Osmanlı İmparatorluğunun 1836 yılında siyasi ve askeri durumunu yansıttığı bir mektup var. Bir zamanlar Osmanlı İmparatorluğuna set çekmek için uğraşan Batı dünyası, 1836’lı yıllarda Rusya ile çekişmesi sebebiyle Osmanlıları kollamak durumunda da kalmış. Bunda Mısır Hidivi Mehmet Ali Paşa’ya karşı Osmanlıların Rusya’dan yardım talebi de rol oynamış. Tabii arada Mora isyanı ve donanmanın Batılılarca tahrip edilmesi de var. Moltke, devletin içine düştüğü zor duruma işaret ediyor ve diyor ki: “Bir zamanlar Afrika çöllerinden Hazer denizine ve Hind Okyanusu’ndan Atlantik kıyılarına kadar bütün memleketler padişahın emrinde idi. Venedik ile Alman imparatorları Bâbıâli’nin haraç defterinde kayıtlı idiler. Akdeniz kıyılarının dörtte üçü, ona boyun eğmişti; Nil, Fırat ve hemen hemen Tuna Türk nehirleri, Ege ve Karadeniz Türk iç denizleri olmuştu. Bundan daha iki yüz yıl geçmemişti ki aynı muazzam imparatorluk gözlerimizin önünde bir dağılma ve çözülme tablosu olarak duruyor ve bu hal onun yakında sona ereceğini anlatıyor gibi.” Ne kadar acı, değil mi? Moltke, Osmanlının gittiği istikameti doğru mu tespit etmiş oluyor?

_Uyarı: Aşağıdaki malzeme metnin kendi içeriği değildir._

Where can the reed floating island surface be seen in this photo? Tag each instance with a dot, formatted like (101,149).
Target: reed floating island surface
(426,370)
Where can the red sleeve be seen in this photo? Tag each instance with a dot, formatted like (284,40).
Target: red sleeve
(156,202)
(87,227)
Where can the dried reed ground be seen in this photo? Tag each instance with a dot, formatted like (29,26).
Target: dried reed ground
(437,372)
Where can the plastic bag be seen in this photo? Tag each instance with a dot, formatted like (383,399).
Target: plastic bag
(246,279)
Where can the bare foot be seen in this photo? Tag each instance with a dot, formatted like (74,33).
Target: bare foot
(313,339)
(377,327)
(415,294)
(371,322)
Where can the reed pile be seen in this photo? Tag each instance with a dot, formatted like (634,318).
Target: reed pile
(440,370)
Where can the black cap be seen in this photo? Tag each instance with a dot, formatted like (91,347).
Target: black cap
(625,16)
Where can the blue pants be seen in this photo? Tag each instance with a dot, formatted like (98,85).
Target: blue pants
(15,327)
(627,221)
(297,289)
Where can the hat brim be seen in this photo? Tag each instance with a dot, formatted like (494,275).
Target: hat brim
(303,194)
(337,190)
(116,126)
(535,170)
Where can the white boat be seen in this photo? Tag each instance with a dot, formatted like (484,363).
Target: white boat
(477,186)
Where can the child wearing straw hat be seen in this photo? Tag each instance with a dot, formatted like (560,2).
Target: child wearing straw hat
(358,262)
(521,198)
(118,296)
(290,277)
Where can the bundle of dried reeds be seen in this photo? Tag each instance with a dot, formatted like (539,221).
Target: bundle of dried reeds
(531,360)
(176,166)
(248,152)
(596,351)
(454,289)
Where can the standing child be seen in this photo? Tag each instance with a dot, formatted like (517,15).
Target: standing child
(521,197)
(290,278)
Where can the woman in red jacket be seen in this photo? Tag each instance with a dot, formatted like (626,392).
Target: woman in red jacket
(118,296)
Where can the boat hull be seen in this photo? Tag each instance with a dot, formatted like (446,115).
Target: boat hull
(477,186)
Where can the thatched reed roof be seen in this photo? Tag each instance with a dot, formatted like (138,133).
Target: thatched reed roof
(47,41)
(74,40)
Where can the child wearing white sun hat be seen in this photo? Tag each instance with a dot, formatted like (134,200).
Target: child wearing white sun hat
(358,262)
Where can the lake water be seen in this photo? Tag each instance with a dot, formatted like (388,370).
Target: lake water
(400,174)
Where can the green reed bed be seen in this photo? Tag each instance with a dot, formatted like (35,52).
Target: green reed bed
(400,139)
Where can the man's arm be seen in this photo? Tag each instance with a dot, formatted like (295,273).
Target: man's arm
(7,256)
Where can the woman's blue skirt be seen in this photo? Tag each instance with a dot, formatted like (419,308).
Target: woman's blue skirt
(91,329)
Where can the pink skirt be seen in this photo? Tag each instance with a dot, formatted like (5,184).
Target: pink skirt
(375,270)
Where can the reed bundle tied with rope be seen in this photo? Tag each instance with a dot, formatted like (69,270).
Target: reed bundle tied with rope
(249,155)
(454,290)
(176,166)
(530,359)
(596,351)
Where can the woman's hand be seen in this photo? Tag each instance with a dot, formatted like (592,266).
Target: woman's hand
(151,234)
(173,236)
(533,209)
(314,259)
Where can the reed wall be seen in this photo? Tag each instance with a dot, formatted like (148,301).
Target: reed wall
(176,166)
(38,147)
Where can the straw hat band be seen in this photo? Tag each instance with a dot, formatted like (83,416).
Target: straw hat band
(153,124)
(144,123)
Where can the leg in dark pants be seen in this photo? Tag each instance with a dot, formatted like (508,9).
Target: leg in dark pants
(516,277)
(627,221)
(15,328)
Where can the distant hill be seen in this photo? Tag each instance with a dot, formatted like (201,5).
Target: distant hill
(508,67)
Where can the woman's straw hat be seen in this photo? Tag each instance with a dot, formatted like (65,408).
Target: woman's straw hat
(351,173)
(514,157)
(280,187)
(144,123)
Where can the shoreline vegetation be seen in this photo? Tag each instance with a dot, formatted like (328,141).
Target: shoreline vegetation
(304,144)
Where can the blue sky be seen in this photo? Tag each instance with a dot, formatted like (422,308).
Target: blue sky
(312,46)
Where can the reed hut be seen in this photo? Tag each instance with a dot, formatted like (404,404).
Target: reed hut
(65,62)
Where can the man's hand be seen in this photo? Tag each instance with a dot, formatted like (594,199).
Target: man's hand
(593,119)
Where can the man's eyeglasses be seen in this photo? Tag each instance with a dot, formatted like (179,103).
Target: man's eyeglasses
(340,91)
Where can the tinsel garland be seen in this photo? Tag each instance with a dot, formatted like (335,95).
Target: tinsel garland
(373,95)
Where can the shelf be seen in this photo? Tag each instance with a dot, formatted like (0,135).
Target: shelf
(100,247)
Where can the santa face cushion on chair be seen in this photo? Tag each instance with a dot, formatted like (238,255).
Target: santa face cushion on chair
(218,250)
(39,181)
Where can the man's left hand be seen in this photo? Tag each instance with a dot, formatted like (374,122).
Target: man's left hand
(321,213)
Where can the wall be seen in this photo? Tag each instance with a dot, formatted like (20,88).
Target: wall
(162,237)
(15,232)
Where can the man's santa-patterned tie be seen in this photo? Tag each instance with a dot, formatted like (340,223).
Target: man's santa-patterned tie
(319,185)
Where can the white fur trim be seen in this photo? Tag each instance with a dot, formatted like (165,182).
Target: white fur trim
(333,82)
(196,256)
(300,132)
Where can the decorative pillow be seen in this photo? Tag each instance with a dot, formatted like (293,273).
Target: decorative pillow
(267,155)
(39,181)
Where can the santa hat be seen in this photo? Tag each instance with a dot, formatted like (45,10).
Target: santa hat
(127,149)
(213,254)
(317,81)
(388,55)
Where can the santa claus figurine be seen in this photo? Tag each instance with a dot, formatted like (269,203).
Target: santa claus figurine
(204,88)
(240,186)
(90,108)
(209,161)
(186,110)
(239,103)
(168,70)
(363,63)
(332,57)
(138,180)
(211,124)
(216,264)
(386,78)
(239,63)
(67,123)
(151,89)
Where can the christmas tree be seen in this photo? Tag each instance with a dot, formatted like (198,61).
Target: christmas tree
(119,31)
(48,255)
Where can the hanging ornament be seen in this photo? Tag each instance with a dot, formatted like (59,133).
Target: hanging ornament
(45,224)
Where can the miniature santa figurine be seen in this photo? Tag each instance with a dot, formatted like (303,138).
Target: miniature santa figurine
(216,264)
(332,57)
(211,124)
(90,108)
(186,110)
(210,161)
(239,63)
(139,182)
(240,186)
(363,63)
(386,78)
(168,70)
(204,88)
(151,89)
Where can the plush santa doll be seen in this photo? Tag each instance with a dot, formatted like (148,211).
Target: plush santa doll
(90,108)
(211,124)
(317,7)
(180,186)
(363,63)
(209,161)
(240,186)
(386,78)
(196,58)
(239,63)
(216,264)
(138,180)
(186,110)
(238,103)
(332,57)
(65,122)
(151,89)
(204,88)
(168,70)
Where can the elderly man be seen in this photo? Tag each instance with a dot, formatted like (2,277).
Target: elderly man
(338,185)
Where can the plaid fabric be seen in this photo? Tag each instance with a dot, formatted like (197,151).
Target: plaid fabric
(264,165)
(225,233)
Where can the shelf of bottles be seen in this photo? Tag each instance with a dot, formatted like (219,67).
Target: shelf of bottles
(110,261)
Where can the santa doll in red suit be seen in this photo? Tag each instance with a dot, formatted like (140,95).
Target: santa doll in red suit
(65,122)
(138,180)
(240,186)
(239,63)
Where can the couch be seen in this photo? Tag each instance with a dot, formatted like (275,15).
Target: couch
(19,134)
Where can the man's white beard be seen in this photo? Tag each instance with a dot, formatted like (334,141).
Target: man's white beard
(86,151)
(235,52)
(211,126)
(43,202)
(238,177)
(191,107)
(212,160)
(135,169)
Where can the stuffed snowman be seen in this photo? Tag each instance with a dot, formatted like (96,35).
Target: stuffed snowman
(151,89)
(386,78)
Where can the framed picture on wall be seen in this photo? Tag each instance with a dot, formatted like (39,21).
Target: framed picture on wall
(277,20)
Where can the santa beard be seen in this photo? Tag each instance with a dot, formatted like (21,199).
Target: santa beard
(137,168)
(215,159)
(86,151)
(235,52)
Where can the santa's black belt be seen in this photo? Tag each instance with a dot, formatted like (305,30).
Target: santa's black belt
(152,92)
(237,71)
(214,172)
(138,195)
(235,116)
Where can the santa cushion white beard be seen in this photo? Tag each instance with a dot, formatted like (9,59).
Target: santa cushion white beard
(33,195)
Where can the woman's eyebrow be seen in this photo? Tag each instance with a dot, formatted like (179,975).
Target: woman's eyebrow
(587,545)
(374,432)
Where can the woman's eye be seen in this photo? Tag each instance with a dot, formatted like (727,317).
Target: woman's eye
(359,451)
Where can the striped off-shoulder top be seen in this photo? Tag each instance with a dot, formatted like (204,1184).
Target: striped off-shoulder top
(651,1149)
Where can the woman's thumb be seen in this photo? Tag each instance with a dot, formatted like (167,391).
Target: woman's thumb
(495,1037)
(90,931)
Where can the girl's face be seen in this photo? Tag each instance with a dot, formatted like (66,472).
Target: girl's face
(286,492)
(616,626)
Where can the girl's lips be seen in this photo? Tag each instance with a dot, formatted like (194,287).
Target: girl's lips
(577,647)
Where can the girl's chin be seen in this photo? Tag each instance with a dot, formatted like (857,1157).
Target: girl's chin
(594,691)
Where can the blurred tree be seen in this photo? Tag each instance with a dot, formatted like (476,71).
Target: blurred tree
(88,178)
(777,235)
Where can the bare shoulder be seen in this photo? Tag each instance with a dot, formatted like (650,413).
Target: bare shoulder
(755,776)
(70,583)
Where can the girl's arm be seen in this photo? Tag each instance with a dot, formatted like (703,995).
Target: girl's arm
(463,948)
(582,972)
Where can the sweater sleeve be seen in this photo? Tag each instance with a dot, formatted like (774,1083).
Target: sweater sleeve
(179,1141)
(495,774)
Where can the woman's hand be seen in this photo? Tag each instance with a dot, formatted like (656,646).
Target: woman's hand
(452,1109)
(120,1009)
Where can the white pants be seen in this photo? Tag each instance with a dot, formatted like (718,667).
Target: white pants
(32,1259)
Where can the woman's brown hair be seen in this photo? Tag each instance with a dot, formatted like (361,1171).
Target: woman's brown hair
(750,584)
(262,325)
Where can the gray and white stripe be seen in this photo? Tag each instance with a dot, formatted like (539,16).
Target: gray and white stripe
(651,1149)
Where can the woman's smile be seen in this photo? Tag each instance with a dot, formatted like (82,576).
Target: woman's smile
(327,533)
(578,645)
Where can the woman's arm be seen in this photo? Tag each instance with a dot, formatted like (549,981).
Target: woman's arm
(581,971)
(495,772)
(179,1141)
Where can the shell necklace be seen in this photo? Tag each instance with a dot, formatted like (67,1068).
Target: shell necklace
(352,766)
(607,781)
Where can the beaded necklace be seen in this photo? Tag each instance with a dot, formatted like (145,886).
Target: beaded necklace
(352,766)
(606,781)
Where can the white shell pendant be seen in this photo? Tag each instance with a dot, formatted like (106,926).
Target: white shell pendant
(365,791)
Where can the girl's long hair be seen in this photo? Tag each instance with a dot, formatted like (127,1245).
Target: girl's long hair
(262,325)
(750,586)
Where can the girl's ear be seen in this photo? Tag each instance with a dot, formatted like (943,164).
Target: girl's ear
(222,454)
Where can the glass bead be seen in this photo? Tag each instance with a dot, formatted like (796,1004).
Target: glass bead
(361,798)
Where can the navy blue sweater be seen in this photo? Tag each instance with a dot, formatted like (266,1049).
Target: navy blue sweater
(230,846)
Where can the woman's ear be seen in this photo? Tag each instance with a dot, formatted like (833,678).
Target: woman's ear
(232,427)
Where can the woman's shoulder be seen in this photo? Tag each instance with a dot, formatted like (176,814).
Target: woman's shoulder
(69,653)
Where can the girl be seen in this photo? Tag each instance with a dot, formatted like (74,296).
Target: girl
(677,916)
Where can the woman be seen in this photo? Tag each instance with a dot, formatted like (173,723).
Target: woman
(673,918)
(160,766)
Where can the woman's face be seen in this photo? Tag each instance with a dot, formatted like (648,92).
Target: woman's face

Ordunun o zamanki vaziyeti de Moltke’nin gözünde zaaflarla dolu. “Şimdiki Türk ordusu eski ve tamamıyla sarsılmış bir temelin üzerindeki yeni bir yapıdır. Osmanlı hükümeti şimdiki halde güvenliğini ordusundan ziyade yapacağı anlaşmalarla sağlayabilir. / Osmanlı İmparatorluğu her şeyden önce düzenli bir idareye muhtaçtır. Şimdiki idare ile hatta bu 70.000 kişilik zayıf orduyu bile daimî olarak zor besleyebilir.”
Devlet gelirlerindeki azalma başlı başına bir sorundur. Pek çok mal ve hizmete vasıtasız vergiler konmuştur. Hayvan kesimi ve un öğütme vergisi, balıkçının tuttuğu her balığın %20’sine tekabül eden vergi gibi… Bir diğer sorun da bu gelirlerin doğrudan devlet hazinesine gitmeyişiydi, arada vergi toplayanların payları vardı. Moltke’nin bu bahiste çok daha fazla şeylere parmak bastığını not edelim. Son olarak günümüzün de problemi olan enflasyon ya da paranın değer kaybına dikkat çekiyor: “Paranın ayarının bozulması artık son haddine gelmiştir. Daha on iki sene önce bir İspanyol taler’i 7 kuruştu, şimdi 21 kuruşa alınıyor. O zamanlar 100.000 Taler serveti olan bugün ancak 33.000 taleri olduğunu görmektedir. Bu bela her memleketten ziyade Türkiye’de büyüktür, çünkü burada toprağa pek az sermaye yatırılmaktadır ve servet çok defa paradan ibarettir. Avrupa’nın medeni memleketlerinde servet, kıymetli metaların herhangi gerçek bir üretiminden doğar, servetini bu yolda elde eden adam aynı zamanda devletin servetini de artırır, para ise sadece onun sahip olduğu mallar için bir ifade vasıtasından ibarettir. Türkiye’de ise para, malın kendisidir, servet de esasen mevcut olan para miktarının tesadüfi olarak şu ya da bu fertte toplanmasından ibarettir. Çok yüksek olan yüzde 20 nizami faiz, sermayelerin büyük faaliyeti için bir delil olmaktan çok uzaktır. Bu, sadece parayı elden çıkarmanın bağlı olduğu tehlikeyi ispat eder. Burada bütün zenginliklerin esas şartı onu kurtarabilmektir. Reaya, bir fabrika, bir değirmen ya da bir çiftlik kurmaktansa 100.000 kuruşa bir mücevher satın almayı tercih eder. Hiç bir yerde buradakinden fazla süs eşyası merakı yoktur ve zengin ailelerde çocukların bile taşıdıkları mücevherler memleketin fakirliği için parlak bir delildir.”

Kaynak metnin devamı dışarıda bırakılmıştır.